Some startup tips

Hi,

I was thinking of trying out OpenCL for running calculations on a Mandelbrot program and I have a few questions.

As far as I know you want to have as many workers as possible (well not as many as you can maybe but quite a few anyway). Mandelbrot is calculated by performing a number of iterations for each pixel on the screen.
Is it a good idea to have one worker for each pixel (this would limit the window to 512x512 on my computer it seems since local_work_size == global_work_size == 512) or what do you think?

If I have one worker per pixel how do I get the index of the pixel? I’ve tried get_global_id(0)*512 + get_local_id(0) but that didn’t seem to work at all.

Otherwise I could just calculate each row in one worker but the problem is if I have more than 512 rows, how is this best soloved?

Regards
Nicklas

As far as I know you want to have as many workers as possible (well not as many as you can maybe but quite a few anyway).

Yes, you are right.

Is it a good idea to have one worker for each pixel (this would limit the window to 512x512 on my computer it seems since local_work_size == global_work_size == 512) or what do you think?

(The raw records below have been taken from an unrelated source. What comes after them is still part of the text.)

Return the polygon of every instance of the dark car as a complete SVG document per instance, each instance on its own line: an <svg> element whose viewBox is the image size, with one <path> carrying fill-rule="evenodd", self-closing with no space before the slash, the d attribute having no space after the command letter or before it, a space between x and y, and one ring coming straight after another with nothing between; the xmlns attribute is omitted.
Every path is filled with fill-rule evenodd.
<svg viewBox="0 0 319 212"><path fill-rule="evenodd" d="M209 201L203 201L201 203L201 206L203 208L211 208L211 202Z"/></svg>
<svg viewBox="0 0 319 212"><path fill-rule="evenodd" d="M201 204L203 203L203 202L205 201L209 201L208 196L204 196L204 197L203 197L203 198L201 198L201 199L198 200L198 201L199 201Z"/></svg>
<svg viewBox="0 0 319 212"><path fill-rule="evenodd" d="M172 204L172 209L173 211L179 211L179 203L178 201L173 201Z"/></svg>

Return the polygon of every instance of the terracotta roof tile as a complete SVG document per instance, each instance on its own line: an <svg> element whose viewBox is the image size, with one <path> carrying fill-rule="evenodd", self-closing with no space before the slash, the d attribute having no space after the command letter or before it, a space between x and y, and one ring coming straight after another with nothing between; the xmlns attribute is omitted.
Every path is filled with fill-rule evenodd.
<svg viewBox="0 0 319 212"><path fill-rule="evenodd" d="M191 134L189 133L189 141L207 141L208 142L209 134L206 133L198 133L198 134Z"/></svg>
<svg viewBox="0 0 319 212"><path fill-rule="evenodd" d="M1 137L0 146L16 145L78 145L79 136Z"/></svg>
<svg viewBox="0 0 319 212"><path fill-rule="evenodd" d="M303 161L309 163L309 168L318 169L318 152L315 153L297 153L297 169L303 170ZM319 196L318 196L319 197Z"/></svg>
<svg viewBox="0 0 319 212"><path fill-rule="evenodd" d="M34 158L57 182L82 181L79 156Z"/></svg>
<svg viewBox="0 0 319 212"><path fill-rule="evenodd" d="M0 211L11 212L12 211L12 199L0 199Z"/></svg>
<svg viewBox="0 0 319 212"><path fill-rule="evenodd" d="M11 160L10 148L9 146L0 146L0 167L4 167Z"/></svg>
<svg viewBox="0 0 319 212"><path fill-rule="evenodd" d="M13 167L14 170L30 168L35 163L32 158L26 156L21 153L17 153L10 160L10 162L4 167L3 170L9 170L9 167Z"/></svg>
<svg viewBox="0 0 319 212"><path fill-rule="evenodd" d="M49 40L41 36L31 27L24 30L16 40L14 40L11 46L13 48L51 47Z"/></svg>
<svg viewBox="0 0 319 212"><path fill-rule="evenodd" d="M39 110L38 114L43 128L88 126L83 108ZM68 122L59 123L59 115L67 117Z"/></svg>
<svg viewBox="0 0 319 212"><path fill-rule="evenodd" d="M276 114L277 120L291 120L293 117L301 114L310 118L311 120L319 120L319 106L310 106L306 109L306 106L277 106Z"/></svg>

I think that one work-item per pixel is a great place to start (*). I don’t think you will have to limit yourself to 512x512 since there’s no need for the local work size to be a particular number. Correct me if I’m wrong, but in naive Mandelbrot computations each pixel is independent of the rest. If that is the case, then the local size does not matter and you can make the picture as large as you want.

If I have one worker per pixel how do I get the index of the pixel? I’ve tried get_global_id(0)*512 + get_local_id(0) but that didn’t seem to work at all.

What you want is: x = get_global_id(0); y = get_global_id(1);

Otherwise I could just calculate each row in one worker but the problem is if I have more than 512 rows, how is this best soloved?

Computing one row in each work-item would produce too few work-items for the GPU to perform well.

(*) The only downside of that approach is that some pixels in the Mandelbrot set take much longer to compute than some others and they will become the bottleneck of the algorithm. However, one work-item per pixel is definitely the right place to start; don’t worry about performance too much at this stage.

Oh, I though that the global size was the number of “threads” and local size was the number of items per thread and that you couldn’t have more “threads” than cores which is 512 in my case. Maybe this is incorrect?

Ahh, thanks!

Oh, I though that the global size was the number of “threads” and local size was the number of items per thread and that you couldn’t have more “threads” than cores which is 512 in my case. Maybe this is incorrect?

The standard intentionally avoids the term “thread” since it means very different things to different people. The global size represents the total number of work-items you want to spawn. You can think of each work-item as a scalar processor.

A small collection of work-items forms a work-group. Work-items within the same work-group can communicate through local memory and synchronize using execution barriers. Local memory and some other shared resources are the reason why you can’t have very large work groups.

Thanks for a very detailed answer :slight_smile:
I’ll continue to mess around with it and see how it goes.

BTW, what’s the best/easiest way to represent floating numbers with a large amount of decimals in opencl?

BTW, what’s the best/easiest way to represent floating numbers with a large amount of decimals in opencl?

If your device supports double-precision floats, that’s an easy way that may have enough range/precision for your needs. Query the device extension string for cl_khr_fp64 and start your kernels with this:

#pragma OPENCL EXTENSION
cl_khr_fp64 : enable

If doubles are not good enough there are other --more troublesome-- ways to go about it.